Metadata-Version: 2.1
Name: python-cdd-gae
Version: 0.0.17rc0
Summary: Migration tooling from Google App Engine (webapp2, ndb) to python-cdd supported (FastAPI, SQLalchemy).
Home-page: https://github.com/offscale/cdd-python
Author: Samuel Marks
Author-email: 807580+SamuelMarks@users.noreply.github.com
Classifier: Development Status :: 3 - Alpha
Classifier: Environment :: Console
Classifier: Intended Audience :: Developers
Classifier: License :: OSI Approved
Classifier: License :: OSI Approved :: Apache Software License
Classifier: License :: OSI Approved :: MIT License
Classifier: Natural Language :: English
Classifier: Operating System :: OS Independent
Classifier: Programming Language :: Python :: 3 :: Only
Classifier: Programming Language :: Python :: 3.7
Classifier: Programming Language :: Python :: 3.8
Classifier: Programming Language :: Python :: 3.9
Classifier: Programming Language :: Python :: 3.10
Classifier: Programming Language :: Python :: 3.11
Classifier: Programming Language :: Python :: Implementation
Classifier: Programming Language :: Python :: Implementation :: CPython
Classifier: Topic :: Scientific/Engineering :: Interface Engine/Protocol Translator
Classifier: Topic :: Software Development
Classifier: Topic :: Software Development :: Build Tools
Classifier: Topic :: Software Development :: Code Generators
Classifier: Topic :: Software Development :: Compilers
Classifier: Topic :: Software Development :: Pre-processors
Classifier: Topic :: Internet :: WWW/HTTP :: HTTP Servers
Requires-Python: >=3.6
Description-Content-Type: text/markdown
License-File: LICENSE-APACHE
License-File: LICENSE-MIT
Requires-Dist: pyyaml

cdd-python-gae
==============
![Python version range](https://img.shields.io/badge/python-3.6%20|%203.7%20|%203.8%20|%203.9%20|%203.10%20|%203.11-blue.svg)
![Python implementation](https://img.shields.io/badge/implementation-cpython-blue.svg)
[![License](https://img.shields.io/badge/license-Apache--2.0%20OR%20MIT-blue.svg)](https://opensource.org/licenses/Apache-2.0)
[![Linting, testing, coverage, and release](https://github.com/offscale/cdd-python-gae/workflows/Linting,%20testing,%20coverage,%20and%20release/badge.svg)](https://github.com/offscale/cdd-python-gae/actions)
![Tested OSs, others may work](https://img.shields.io/badge/Tested%20on-Linux%20|%20macOS%20|%20Windows-green)
![Documentation coverage](https://raw.githubusercontent.com/offscale/cdd-python-gae/master/.github/doccoverage.svg)
[![codecov](https://codecov.io/gh/offscale/cdd-python-gae/branch/master/graph/badge.svg)](https://codecov.io/gh/offscale/cdd-python-gae)
[![black](https://img.shields.io/badge/code%20style-black-000000.svg)](https://github.com/psf/black)
[![Imports: isort](https://img.shields.io/badge/%20imports-isort-%231674b1?style=flat&labelColor=ef8336)](https://pycqa.github.io/isort)
[![PyPi: release](https://img.shields.io/pypi/v/python-cdd-gae.svg?maxAge=3600)](https://pypi.org/project/python-cdd-gae)

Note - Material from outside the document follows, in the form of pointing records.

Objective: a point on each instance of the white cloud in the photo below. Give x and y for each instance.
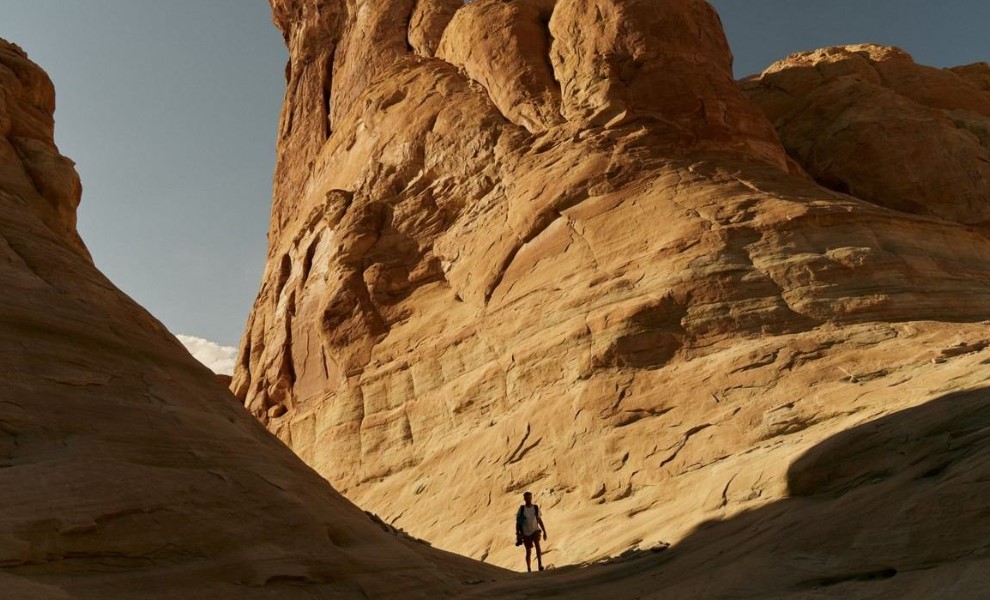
(220, 359)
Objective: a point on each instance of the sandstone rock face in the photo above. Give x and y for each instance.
(565, 253)
(868, 121)
(126, 469)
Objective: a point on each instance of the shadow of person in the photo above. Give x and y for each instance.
(898, 507)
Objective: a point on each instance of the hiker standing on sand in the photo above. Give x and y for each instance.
(529, 526)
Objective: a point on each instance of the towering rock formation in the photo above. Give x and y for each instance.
(868, 121)
(126, 470)
(551, 245)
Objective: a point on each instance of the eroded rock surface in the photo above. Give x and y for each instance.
(868, 121)
(564, 252)
(126, 469)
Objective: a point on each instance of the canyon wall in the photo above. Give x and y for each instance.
(126, 469)
(552, 245)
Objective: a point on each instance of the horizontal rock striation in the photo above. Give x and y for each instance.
(868, 121)
(552, 245)
(126, 469)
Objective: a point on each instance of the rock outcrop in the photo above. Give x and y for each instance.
(126, 469)
(867, 121)
(555, 247)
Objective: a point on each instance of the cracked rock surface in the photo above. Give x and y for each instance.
(552, 245)
(126, 469)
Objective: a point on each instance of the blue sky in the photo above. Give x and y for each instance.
(170, 110)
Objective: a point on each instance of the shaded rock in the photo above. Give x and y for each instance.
(635, 304)
(868, 121)
(125, 469)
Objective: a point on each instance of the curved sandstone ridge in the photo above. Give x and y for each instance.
(867, 121)
(126, 470)
(552, 245)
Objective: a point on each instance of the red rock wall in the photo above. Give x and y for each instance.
(126, 469)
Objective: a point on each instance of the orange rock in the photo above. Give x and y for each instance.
(868, 121)
(631, 302)
(125, 469)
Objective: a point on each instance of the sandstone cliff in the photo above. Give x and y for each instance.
(552, 245)
(126, 469)
(868, 121)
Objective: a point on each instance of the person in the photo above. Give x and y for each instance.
(529, 527)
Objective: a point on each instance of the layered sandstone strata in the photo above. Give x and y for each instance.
(555, 247)
(868, 121)
(126, 469)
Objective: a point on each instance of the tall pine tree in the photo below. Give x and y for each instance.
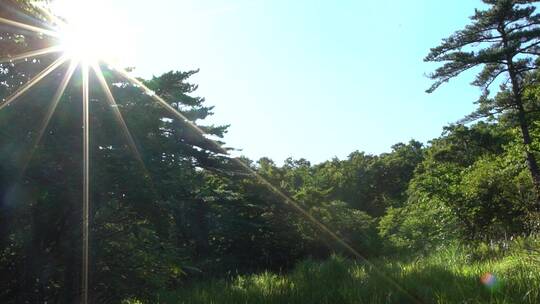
(504, 39)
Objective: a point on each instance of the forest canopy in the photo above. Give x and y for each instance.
(170, 206)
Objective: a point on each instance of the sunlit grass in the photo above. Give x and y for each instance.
(447, 276)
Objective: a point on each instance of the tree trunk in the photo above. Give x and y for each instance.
(532, 164)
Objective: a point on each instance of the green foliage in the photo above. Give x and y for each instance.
(443, 276)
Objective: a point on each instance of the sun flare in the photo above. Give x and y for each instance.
(91, 31)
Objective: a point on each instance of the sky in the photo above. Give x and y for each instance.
(307, 78)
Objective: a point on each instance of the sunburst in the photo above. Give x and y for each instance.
(84, 41)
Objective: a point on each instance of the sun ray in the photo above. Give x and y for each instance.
(118, 115)
(32, 28)
(50, 111)
(86, 180)
(285, 198)
(40, 52)
(163, 103)
(33, 82)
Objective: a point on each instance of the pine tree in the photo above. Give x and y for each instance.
(504, 40)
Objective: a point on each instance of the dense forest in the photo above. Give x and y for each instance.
(174, 216)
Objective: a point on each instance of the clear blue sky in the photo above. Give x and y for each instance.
(309, 78)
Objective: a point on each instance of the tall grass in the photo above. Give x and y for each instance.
(453, 275)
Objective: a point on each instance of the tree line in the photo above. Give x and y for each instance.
(188, 212)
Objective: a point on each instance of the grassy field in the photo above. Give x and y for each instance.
(445, 276)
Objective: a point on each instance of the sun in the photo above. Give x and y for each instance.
(91, 31)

Migration tooling from Google App Engine (webapp2, ndb) to python-cdd supported (FastAPI, SQLalchemy).

Public SDK works with filenames, source code, and even in memory constructs (e.g., as imported into your REPL).
CLI available also.

Note: Parquet files are supported as it takes too long to run NDB queries to batch acquire / batch insert into SQL.

## Install package

### PyPi

    pip install python-cdd-gae

### Master

    pip install -r https://raw.githubusercontent.com/offscale/cdd-python-gae/master/requirements.txt
    pip install https://api.github.com/repos/offscale/cdd-python-gae/zipball#egg=cdd

## Goal

Migrate from Google App Engine to cloud-independent runtime (e.g., vanilla CPython 3.11 with SQLite). 

## Relation to other projects

This was created independent of `cdd-python` project for two reasons:

  0. Unidirectional;
  1. Relevant to fewer people.

## SDK

### Approach

Traverse the AST for ndb and webapp2.

## Advantages

  - Automatic conversion from NDB to SQLalchemy
  - Scripts to migrate the data

## Disadvantages

  - Doesn't handle the internal NDB functions

## Alternatives

  - Hand weave ;)

## Minor other use-cases this facilitates

  - One could build this into a self-service migration system
  - The intermediary layers are on BigQuery and Google Object Storage, both of which are useful in their own right

## CLI for this project

    $ python -m cdd_gae --help
    usage: python -m cdd_gae gen [-h] [--parse {ndb,parquet,webapp2}] --emit
                                 {argparse,class,function,json_schema,pydantic,sqlalchemy,sqlalchemy_table}
                                 -i INPUT_FILE -o OUTPUT_FILE [--name NAME]
                                 [--dry-run]
    
    options:
      -h, --help            show this help message and exit
      --parse {ndb,parquet,webapp2}
                            What type the input is.
      --emit {argparse,class,function,json_schema,pydantic,sqlalchemy,sqlalchemy_table}
                            What type to generate.
      -i INPUT_FILE, --input-file INPUT_FILE
                            Python file to parse NDB `class`es out of
      -o OUTPUT_FILE, --output-file OUTPUT_FILE
                            Empty file to generate SQLalchemy classes to
      --name NAME           Name of function/class to emit, defaults to inferring
                            from filename
      --dry-run             Show what would be created; don't actually write to
                            the filesystem.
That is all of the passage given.